An der Studie waren Partner der Universitat de Barcelona in Spanien, des Laboratorio Nacional de Genómica para la Biodiversidad (LANGEBIO) in Mexiko und des Instituto de Ecología in Mexiko beteiligt. Um zu bestimmen, wie der Zwerg-Wasserschlauch seine aktuelle genetische Struktur entwickelte, verglich das Team die Pflanze mit vier verwandten Spezies. Was sie entdeckten, war ein Muster von schnellen DNA-Veränderungen.
„Wenn man die Entwicklungsgeschichte des Zwerg-Wasserschlauchs betrachtet, stößt er die ganze Zeit Gene ab, aber fügt sie auch in einer ausreichend hohen Rate hinzu. Das erlaubt ihm, am leben zu bleiben und geeignete Anpassungen an seine einzigartige ökologische Nische vorzunehmen.“ Im Hinblick auf die DNA-Anreicherung hat die Studie ergeben, dass Utricularia gibba drei Duplizierungsereignisse erfahren hat, in denen ihr gesamtes Genom repliziert wurde, wodurch redundante Kopien jedes Gens erzeugt wurden.
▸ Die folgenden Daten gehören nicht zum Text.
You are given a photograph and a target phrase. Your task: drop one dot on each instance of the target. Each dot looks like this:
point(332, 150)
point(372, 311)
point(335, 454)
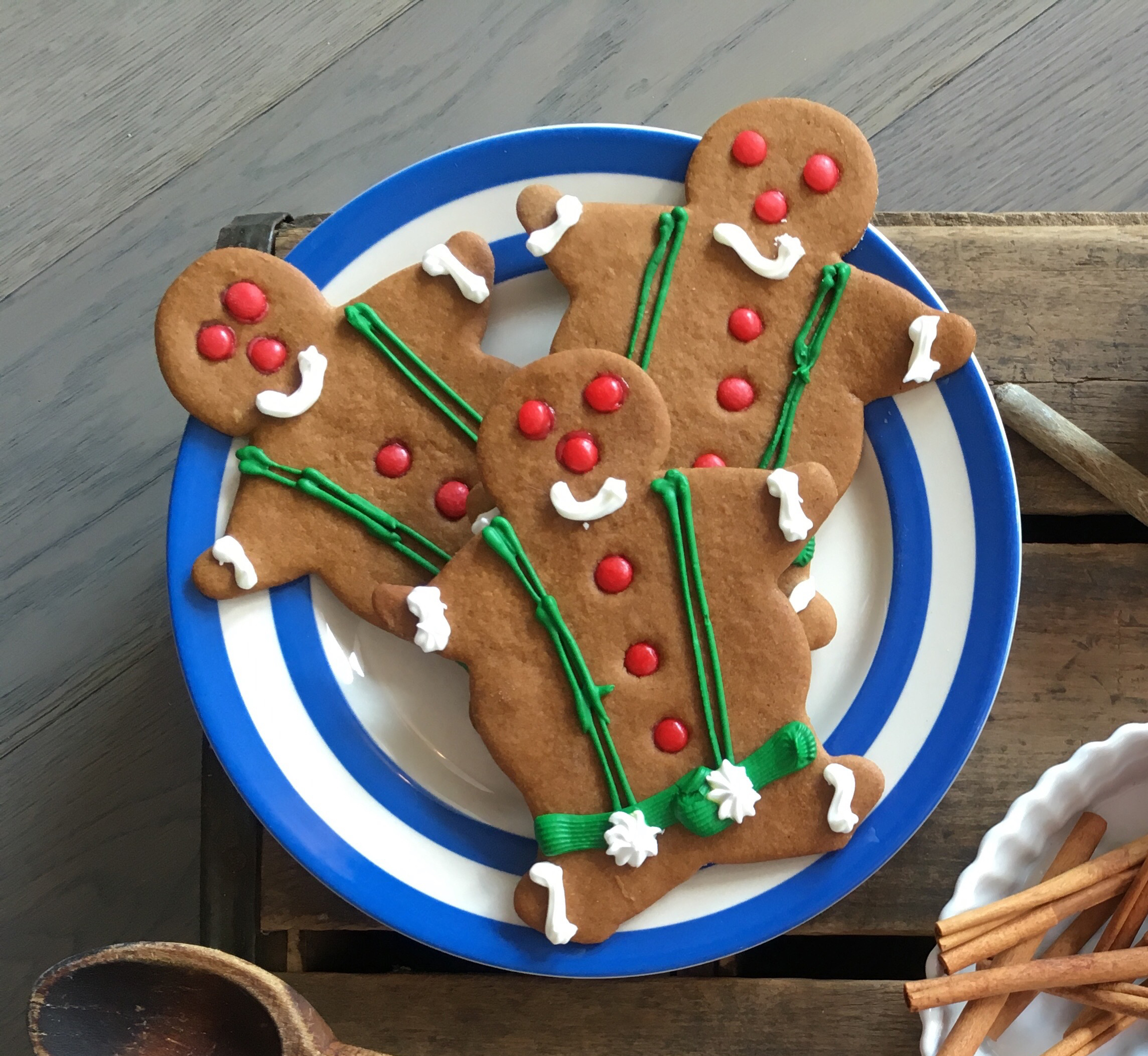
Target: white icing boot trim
point(433, 631)
point(550, 876)
point(791, 518)
point(732, 789)
point(484, 520)
point(789, 251)
point(313, 365)
point(840, 817)
point(229, 550)
point(440, 261)
point(923, 332)
point(802, 595)
point(611, 498)
point(569, 211)
point(629, 839)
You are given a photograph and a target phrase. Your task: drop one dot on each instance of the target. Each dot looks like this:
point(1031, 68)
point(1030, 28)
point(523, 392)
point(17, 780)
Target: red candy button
point(771, 207)
point(749, 147)
point(607, 393)
point(268, 355)
point(394, 459)
point(578, 451)
point(216, 341)
point(671, 735)
point(735, 394)
point(451, 499)
point(746, 324)
point(535, 419)
point(642, 659)
point(613, 574)
point(246, 302)
point(821, 174)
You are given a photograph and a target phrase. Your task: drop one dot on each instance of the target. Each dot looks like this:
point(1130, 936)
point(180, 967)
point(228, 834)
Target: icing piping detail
point(610, 498)
point(541, 241)
point(840, 817)
point(229, 550)
point(313, 365)
point(789, 251)
point(440, 261)
point(922, 366)
point(559, 930)
point(427, 606)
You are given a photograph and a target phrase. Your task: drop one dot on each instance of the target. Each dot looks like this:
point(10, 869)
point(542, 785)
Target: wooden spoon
point(169, 999)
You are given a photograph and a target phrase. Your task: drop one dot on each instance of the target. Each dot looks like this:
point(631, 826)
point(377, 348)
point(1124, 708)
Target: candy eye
point(535, 419)
point(607, 393)
point(245, 302)
point(749, 147)
point(821, 174)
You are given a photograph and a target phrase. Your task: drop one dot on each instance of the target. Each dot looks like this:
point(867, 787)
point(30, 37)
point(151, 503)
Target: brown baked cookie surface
point(581, 614)
point(350, 471)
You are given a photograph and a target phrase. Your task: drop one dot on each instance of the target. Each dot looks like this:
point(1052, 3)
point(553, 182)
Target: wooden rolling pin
point(1074, 449)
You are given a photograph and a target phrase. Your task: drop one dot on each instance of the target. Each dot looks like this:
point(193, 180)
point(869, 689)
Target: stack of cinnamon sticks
point(1001, 941)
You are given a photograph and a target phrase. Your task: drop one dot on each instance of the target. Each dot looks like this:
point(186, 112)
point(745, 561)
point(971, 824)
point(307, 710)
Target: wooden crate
point(1060, 302)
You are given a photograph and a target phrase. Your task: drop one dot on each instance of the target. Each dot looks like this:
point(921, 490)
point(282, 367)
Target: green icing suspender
point(254, 462)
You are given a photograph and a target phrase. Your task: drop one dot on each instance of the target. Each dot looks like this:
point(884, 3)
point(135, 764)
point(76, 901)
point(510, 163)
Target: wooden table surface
point(134, 130)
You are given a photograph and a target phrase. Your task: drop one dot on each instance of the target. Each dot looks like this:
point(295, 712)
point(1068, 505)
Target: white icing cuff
point(791, 518)
point(559, 930)
point(789, 251)
point(230, 551)
point(732, 789)
point(629, 839)
point(569, 211)
point(802, 595)
point(840, 817)
point(922, 366)
point(484, 520)
point(313, 365)
point(433, 631)
point(440, 261)
point(610, 498)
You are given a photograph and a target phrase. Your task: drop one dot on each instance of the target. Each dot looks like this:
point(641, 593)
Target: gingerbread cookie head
point(568, 433)
point(787, 167)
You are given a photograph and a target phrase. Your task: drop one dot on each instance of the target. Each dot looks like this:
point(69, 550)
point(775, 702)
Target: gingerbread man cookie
point(766, 347)
point(361, 423)
point(635, 670)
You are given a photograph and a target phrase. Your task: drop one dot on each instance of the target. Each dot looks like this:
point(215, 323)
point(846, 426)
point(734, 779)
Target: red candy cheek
point(535, 419)
point(245, 302)
point(216, 342)
point(451, 499)
point(578, 451)
point(749, 147)
point(771, 207)
point(821, 174)
point(268, 355)
point(607, 393)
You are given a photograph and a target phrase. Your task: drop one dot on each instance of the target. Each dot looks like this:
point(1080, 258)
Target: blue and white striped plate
point(355, 749)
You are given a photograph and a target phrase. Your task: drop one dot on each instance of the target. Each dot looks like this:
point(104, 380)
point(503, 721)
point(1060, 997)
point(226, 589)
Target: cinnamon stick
point(1058, 887)
point(1035, 923)
point(1082, 970)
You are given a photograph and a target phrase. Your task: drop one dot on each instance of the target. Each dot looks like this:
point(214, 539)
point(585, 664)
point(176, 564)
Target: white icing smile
point(789, 251)
point(569, 211)
point(440, 261)
point(313, 365)
point(610, 498)
point(840, 817)
point(548, 875)
point(791, 518)
point(229, 550)
point(922, 366)
point(432, 630)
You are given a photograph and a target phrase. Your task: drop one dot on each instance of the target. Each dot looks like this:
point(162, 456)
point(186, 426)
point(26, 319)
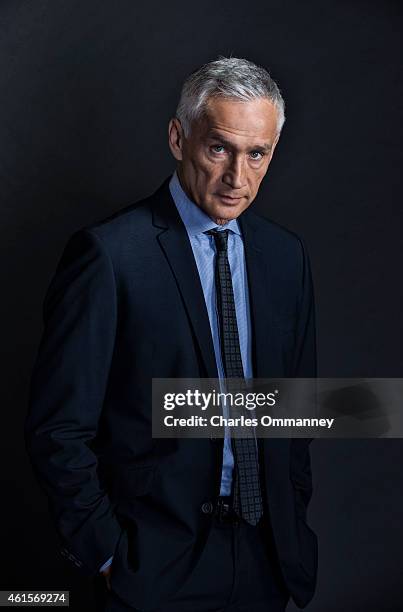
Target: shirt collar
point(194, 218)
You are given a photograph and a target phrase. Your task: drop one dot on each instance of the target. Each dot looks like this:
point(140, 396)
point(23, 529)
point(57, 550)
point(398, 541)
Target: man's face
point(226, 155)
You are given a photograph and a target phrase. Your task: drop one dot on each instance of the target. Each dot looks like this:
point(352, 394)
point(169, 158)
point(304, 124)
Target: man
point(163, 522)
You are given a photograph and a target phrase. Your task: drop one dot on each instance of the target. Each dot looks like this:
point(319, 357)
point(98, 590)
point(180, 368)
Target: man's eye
point(255, 154)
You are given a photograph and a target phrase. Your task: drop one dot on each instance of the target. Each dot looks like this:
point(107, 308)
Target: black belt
point(223, 510)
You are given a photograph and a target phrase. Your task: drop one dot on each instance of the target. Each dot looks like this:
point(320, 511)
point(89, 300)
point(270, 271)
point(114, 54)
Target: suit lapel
point(174, 242)
point(257, 269)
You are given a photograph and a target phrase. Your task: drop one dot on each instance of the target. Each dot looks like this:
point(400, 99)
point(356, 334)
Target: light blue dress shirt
point(197, 223)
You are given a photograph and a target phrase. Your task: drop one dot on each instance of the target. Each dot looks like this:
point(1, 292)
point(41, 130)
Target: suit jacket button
point(207, 508)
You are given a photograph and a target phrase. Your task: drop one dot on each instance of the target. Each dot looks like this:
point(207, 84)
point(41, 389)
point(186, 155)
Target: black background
point(87, 89)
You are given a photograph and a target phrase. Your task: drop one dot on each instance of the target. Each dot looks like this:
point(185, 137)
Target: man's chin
point(225, 212)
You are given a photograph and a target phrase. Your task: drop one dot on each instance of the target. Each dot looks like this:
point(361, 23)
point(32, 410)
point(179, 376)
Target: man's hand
point(107, 573)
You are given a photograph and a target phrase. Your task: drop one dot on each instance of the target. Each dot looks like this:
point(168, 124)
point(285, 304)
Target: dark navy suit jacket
point(126, 305)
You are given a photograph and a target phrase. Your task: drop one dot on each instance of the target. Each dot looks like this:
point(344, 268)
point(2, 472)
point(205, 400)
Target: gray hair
point(227, 77)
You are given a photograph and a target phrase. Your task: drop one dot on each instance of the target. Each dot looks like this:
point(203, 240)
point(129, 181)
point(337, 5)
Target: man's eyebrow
point(216, 135)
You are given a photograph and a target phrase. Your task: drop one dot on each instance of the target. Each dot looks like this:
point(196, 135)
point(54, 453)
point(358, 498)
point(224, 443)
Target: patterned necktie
point(247, 498)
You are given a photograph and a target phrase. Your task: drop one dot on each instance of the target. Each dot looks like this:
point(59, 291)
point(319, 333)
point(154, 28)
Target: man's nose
point(235, 174)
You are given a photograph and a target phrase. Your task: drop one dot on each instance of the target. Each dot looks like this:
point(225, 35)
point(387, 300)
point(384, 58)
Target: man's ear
point(175, 138)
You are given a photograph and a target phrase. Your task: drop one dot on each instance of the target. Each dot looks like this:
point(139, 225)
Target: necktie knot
point(221, 239)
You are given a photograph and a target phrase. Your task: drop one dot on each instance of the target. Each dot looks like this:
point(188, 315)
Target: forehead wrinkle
point(214, 133)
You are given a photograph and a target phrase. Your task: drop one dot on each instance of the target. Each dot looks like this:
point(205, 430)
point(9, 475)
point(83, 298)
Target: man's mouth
point(229, 199)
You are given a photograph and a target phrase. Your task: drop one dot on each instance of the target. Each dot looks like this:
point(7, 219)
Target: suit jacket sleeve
point(68, 384)
point(305, 366)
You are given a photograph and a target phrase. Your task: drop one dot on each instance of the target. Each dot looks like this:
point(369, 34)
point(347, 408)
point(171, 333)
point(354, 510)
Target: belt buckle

Dieser schneller Genzuwachs wurde durch eine rasche Löschung im Gleichgewicht gehalten. Belege für dieses Phänomen liefert die Tatsache, dass die Pflanze trotz ihrer Geschichte der genetischen Duplizierung ein winziges Genom besitzt. Außerdem enthält die Pflanze einen hohen Prozentsatz an Genen, die keine engen Verwandten innerhalb des Genoms haben. Das deutet darauf hin, dass die Pflanze schnell redundante DNA entfernt hat, die sie durch Duplizierungsereignisse ansammelte.
Die neue Studie baut auf der früheren Arbeit von Albert und anderen Teammitgliedern auf, die 2013 im Journal Nature erschien. Sie ergab, dass das Genom des Zwerg-Wasserschlauchs fast vollständig aus nützlichen, funktionellen Genen und ihren kontrollierenden Elementen besteht – im Gegensatz dazu besteht das Genom von Spezies wie dem Menschen zu mehr als 90 Prozent aus Junk-DNA.